In Krywin v. Chicago Transit Authority[“CTA”], the plaintiff, Marianna Krywin, a 76 year old nurse, was injured while exiting her train onto a Chicago Transit Authority train platform. Ms. Krywin alleged that the platform was icy and wet, and the CTA had made no effort to clear it, causing her to fall and break her leg. She sued and the case went to trial. The plaintiff argued that the CTA, as a “common carrier” had a duty to exercise the highest degree of care in the operation of its stations and failed to do so. The CTA, in response, argue that it had no duty to remove the offending snow and ice, as it was a natural accumulation. Additionally, the CTA argued that the plaintiff had presented no evidence that the snow and ice was unnatural. The CTA moved for a directed finding at the close of evidence, saying it was entitled to prevail, citing the natural accumulation rule. The trial court granted the motion, ruling the CTA had no duty to remove any natural accumulation, nor any duty to warn of any such accumulation. At the same time however, the Court ruled that the CTA, as a common carrier, had a duty to provide a safe place for the plaintiff to enter or leave the train. The jury was instructed consistent with the judge’s rulig and returned a verdict for plaintiff in the amount of $372,141.
The CTA appealed.
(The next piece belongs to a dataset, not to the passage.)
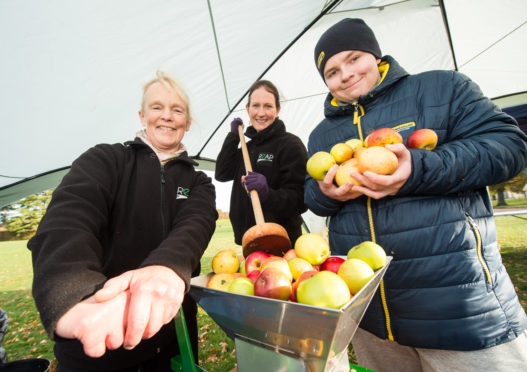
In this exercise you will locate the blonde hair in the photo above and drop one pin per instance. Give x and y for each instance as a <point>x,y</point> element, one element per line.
<point>164,78</point>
The Appellate Court reversed, ruling that the CTA did indeed owe its passengers the highest degree of care, but, the natural accumulation rule trumped the CTA’s obligation to provide a safe place to enter or exit a train.
Plaintiff then sought some relief from the Illinois Supreme Court – but found none. The Supreme Court ruled that the natural accumulation rule did not take a backseat to the special duty owed by common carriers to their passengers. The Court explained that the CTA did not have a blanket immunity for falls on its property created by icy conditions. Instead, the Court commented that whether the CTA met its special duty to passengers was a question of fact for the jury. Sadly though for Mrs. Krywin, the Court ruled that she had failed to prove the CTA had breached that duty.
The practical effect of the ruling, notwithstanding the Supreme Court discussion, appears to give special recognition to the natural accumulation rule – thereby making recovery in snow and ice cases, already very, very tough, even harder.